Let’s start with the positives… Welsh company Sequence has been awarded the contract to develop interactive games based on Doctor Who, reports News Wales.
Apparently the contract was won against stiff competition as part of the BBC’s restructing of it’s web content, which probably means that the satellite Doctor Who websites such as “Mickey’s site” will come under their control. According to the BBC’s Official Doctor Who site editor James Goss
“As soon as Doctor Who ends on TV, the adventure continues online, only suddenly you’re helping your heroes, defending the earth, locating alien artefacts, or saving history. It’s the next best thing to travelling in the TARDIS yourself.
Meanwhile the Sequence Creative Director Mark Johnson, pointed out that:
“In the quest for perfection the design and development of the games saw the BBC commissioning content specifically to add to the authenticity of the interaction experience.”
So there certainly seems to be a lot to look forward to in terms of quality online content over the coming months…
Leo McKinstry is well known for his writing on British sporting legends such as Sir Alf Ramsey and Geoff Boycott. According to The First Post – an excellent online magazine to which he contributes – McKinstry is:
“…a Belfast-born author and journalist. He writes regularly for The Daily Mail, Daily Express and The Sunday Telegraph. He has also produced five books including a biography of the Victorian Prime Minister, Lord Rosebery.”

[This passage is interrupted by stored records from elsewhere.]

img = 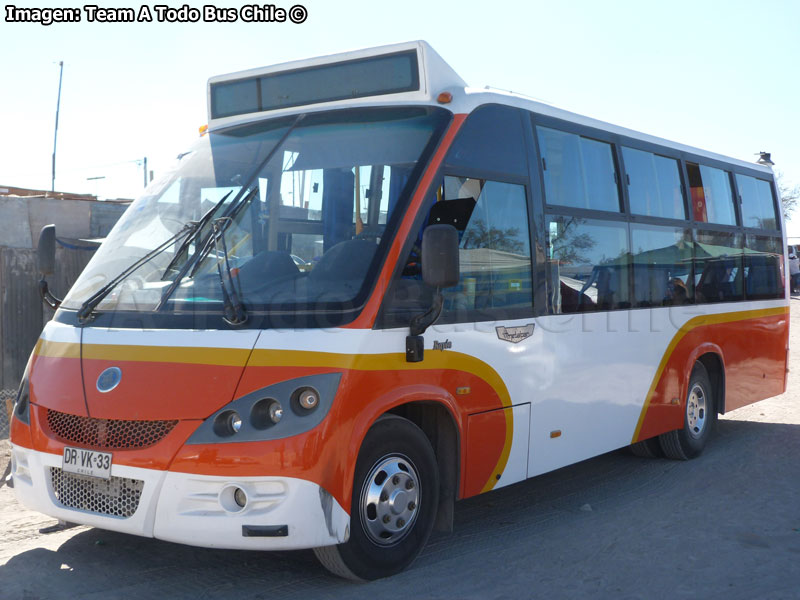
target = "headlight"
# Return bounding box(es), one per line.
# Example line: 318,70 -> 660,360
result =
14,370 -> 31,425
186,373 -> 342,444
294,388 -> 319,410
214,410 -> 242,437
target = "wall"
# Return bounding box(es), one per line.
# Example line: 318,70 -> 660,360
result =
0,196 -> 129,439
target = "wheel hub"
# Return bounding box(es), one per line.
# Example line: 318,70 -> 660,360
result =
361,456 -> 420,546
686,383 -> 706,438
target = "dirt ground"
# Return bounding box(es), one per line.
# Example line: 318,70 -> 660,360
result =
0,299 -> 800,600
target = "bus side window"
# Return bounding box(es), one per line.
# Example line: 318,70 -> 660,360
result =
438,176 -> 533,322
547,215 -> 631,313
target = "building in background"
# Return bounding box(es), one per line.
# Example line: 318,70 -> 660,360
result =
0,185 -> 131,439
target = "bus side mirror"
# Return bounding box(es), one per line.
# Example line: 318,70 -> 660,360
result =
36,225 -> 56,278
36,225 -> 61,309
422,225 -> 459,290
406,225 -> 460,362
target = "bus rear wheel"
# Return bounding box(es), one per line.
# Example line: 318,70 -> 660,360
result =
658,361 -> 717,460
314,415 -> 439,581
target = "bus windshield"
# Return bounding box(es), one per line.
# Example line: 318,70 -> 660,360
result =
62,107 -> 449,324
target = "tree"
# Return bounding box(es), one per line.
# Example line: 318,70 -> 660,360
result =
775,171 -> 800,219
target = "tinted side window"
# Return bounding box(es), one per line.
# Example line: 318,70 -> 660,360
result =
744,234 -> 784,300
547,216 -> 631,313
536,127 -> 620,212
446,104 -> 528,177
736,174 -> 778,229
686,163 -> 736,225
622,147 -> 686,219
631,225 -> 694,306
694,231 -> 744,303
438,177 -> 533,323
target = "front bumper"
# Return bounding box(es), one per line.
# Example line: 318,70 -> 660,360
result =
12,445 -> 350,550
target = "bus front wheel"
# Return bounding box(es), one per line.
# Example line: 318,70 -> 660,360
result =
659,361 -> 717,460
314,415 -> 439,580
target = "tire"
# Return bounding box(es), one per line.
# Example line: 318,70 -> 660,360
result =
658,361 -> 717,460
314,415 -> 439,581
628,437 -> 664,458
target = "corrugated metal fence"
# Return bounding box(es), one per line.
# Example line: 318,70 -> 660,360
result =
0,198 -> 127,439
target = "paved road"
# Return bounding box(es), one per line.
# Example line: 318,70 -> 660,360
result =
0,300 -> 800,600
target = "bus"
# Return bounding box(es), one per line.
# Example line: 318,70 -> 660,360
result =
11,41 -> 789,580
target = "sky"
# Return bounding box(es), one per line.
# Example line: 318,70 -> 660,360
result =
0,0 -> 800,236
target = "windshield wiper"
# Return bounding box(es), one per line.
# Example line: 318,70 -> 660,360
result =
78,221 -> 198,321
163,190 -> 233,278
208,217 -> 247,327
156,113 -> 306,322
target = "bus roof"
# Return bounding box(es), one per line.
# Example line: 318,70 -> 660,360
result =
208,40 -> 772,174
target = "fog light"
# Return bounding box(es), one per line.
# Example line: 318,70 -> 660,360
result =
229,412 -> 242,433
297,388 -> 319,410
269,402 -> 283,423
214,410 -> 242,437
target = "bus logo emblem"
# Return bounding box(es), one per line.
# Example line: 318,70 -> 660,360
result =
495,323 -> 533,344
97,367 -> 122,394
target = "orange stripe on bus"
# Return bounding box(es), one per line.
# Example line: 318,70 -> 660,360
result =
631,306 -> 789,443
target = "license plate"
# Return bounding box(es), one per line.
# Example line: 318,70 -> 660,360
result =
61,446 -> 111,479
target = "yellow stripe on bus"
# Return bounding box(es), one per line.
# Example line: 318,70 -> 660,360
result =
35,339 -> 514,492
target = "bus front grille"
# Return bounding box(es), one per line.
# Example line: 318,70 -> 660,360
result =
47,409 -> 178,450
50,467 -> 144,519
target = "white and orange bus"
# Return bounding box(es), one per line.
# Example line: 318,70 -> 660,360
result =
11,42 -> 789,579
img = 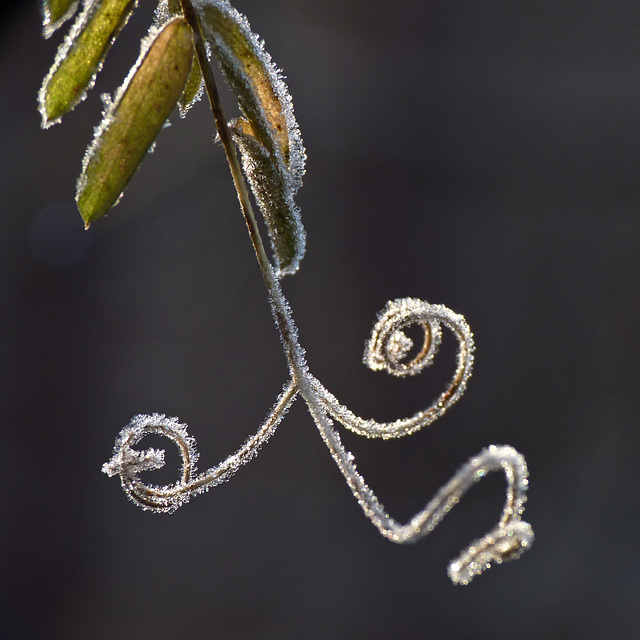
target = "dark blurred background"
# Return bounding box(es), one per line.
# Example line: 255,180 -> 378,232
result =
0,0 -> 640,640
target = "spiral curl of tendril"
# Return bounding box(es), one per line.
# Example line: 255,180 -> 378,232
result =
103,298 -> 534,584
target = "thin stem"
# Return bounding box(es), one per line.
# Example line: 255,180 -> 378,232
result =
176,0 -> 304,383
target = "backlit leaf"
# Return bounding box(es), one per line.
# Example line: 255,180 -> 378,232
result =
76,18 -> 193,226
42,0 -> 78,38
193,0 -> 306,275
38,0 -> 137,128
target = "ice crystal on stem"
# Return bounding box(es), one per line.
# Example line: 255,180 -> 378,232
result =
39,0 -> 533,584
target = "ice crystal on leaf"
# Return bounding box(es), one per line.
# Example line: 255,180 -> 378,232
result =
39,0 -> 533,584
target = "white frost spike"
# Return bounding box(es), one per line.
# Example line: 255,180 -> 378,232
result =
41,0 -> 78,38
103,292 -> 534,584
102,383 -> 297,513
312,298 -> 475,439
38,0 -> 138,129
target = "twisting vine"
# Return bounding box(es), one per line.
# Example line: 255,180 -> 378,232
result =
39,0 -> 533,584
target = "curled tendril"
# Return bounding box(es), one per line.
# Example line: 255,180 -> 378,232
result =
102,382 -> 297,513
312,298 -> 475,439
103,298 -> 534,584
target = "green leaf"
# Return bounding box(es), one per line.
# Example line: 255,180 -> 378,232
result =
76,18 -> 193,227
154,0 -> 204,118
38,0 -> 137,128
42,0 -> 78,38
231,118 -> 305,277
193,0 -> 306,276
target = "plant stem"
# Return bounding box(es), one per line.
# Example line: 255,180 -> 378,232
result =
181,0 -> 306,385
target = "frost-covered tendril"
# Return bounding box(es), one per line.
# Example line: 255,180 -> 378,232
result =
103,298 -> 534,584
313,298 -> 475,439
102,382 -> 296,513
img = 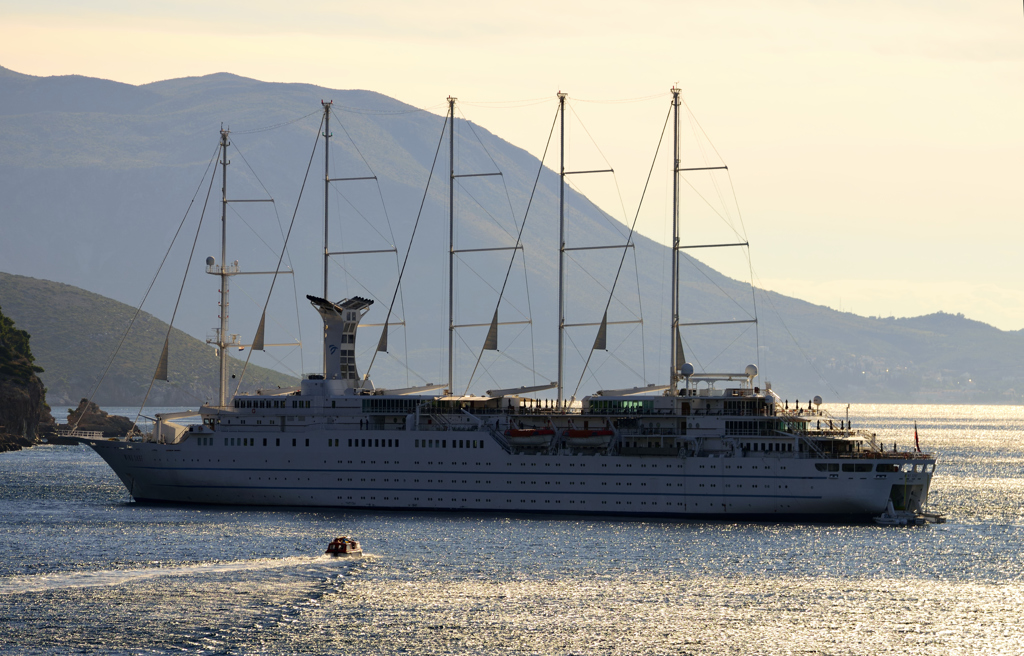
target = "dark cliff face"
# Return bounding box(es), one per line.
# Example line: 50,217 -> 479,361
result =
68,399 -> 132,437
0,302 -> 53,451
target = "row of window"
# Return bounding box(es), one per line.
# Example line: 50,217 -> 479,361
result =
814,463 -> 934,474
234,398 -> 309,408
743,442 -> 793,451
348,439 -> 398,446
414,440 -> 483,448
220,437 -> 309,446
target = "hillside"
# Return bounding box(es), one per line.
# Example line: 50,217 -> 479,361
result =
0,273 -> 295,405
0,307 -> 53,451
0,72 -> 1024,402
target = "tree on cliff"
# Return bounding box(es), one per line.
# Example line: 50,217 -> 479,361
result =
0,308 -> 53,450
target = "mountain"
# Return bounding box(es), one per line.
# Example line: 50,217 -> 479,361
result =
0,273 -> 297,406
0,70 -> 1024,402
0,298 -> 53,451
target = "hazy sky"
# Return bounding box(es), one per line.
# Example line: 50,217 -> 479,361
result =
6,0 -> 1024,330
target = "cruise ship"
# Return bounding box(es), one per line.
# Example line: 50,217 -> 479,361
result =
74,89 -> 935,522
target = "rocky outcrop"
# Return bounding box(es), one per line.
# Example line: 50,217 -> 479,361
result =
68,399 -> 132,437
0,302 -> 53,451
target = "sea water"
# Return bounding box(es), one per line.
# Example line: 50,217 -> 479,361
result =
0,405 -> 1024,655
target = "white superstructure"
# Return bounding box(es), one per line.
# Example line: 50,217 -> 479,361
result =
82,89 -> 935,521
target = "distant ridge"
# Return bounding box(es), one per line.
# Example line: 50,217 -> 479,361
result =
0,69 -> 1024,404
0,273 -> 296,406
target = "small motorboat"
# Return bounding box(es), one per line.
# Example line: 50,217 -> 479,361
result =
325,535 -> 362,558
874,499 -> 929,526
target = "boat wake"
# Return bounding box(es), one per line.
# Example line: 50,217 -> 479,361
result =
0,556 -> 346,595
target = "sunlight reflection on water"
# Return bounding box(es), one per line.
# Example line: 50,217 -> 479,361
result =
0,405 -> 1024,654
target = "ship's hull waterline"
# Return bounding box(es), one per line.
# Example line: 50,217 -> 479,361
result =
84,430 -> 935,522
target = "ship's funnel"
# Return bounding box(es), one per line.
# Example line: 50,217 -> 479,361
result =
306,296 -> 374,388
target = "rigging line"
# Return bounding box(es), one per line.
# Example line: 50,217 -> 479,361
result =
459,105 -> 544,243
572,102 -> 672,396
758,276 -> 840,396
679,174 -> 745,240
334,187 -> 394,248
565,176 -> 626,237
633,243 -> 647,384
227,283 -> 301,346
231,135 -> 305,378
569,101 -> 630,234
456,176 -> 519,236
574,92 -> 669,104
459,104 -> 504,177
459,96 -> 551,105
364,110 -> 455,378
338,121 -> 395,245
522,249 -> 537,385
566,250 -> 637,316
234,113 -> 324,395
325,120 -> 411,380
683,253 -> 757,319
227,204 -> 278,255
569,99 -> 625,175
686,109 -> 735,225
595,325 -> 646,383
384,351 -> 427,387
250,344 -> 302,379
456,249 -> 529,318
333,102 -> 447,116
231,141 -> 276,206
134,149 -> 219,431
466,104 -> 558,392
708,323 -> 751,366
231,110 -> 321,134
331,260 -> 393,305
679,334 -> 708,371
72,145 -> 220,431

No doubt, therefore, perfectly able to express an open, balanced and well-thought out view of our favourite TV show.
Well, not quite, as he demonstrated in The Times Comment section today. Frankly, you know you’re going to have to pour another mug of coffee at breakfast when your day begins with:
For years we in Britain had our own home-grown, humble version of Star Trek, in the form of the faintly absurd Dr Who, which was, thank goodness, taken off the air in 1989 after almost three decades. It had its pathetic band of adult followers who got together at conventions to discuss time travel or Daleks.
And, you know, it’s an opinion and he’s welcome to his opinion – it’s his and he can do what he wants with it. In fact I’d go as far as to say that it’s a very nice opinion, that while I disagree with it is very well expressed and would rate highly in an “Opinions League Table”. However…
Dr Who remains a cartoon time traveller with a glamorous assistant, fighting alien enemies. This is juvenile fare. It is telling that the modern prince of baby-men, the squeaky-voiced David Beckham, is so hooked that he has never missed an episode and even owns a book of Dr Who scripts.
There is nothing wrong with science fiction. H. G. Wells and Ray Bradbury provided thought-provoking commentaries on the nature of mankind or terrifying visions of the future. But the lame Dr Who is difficult. As with the adult enthusiasm for Harry Potter, the hysterical following for Dr Who is yet another indicator of how infantile we have become.
No doubt this is why, Mr McKinstry, you write non-fiction works.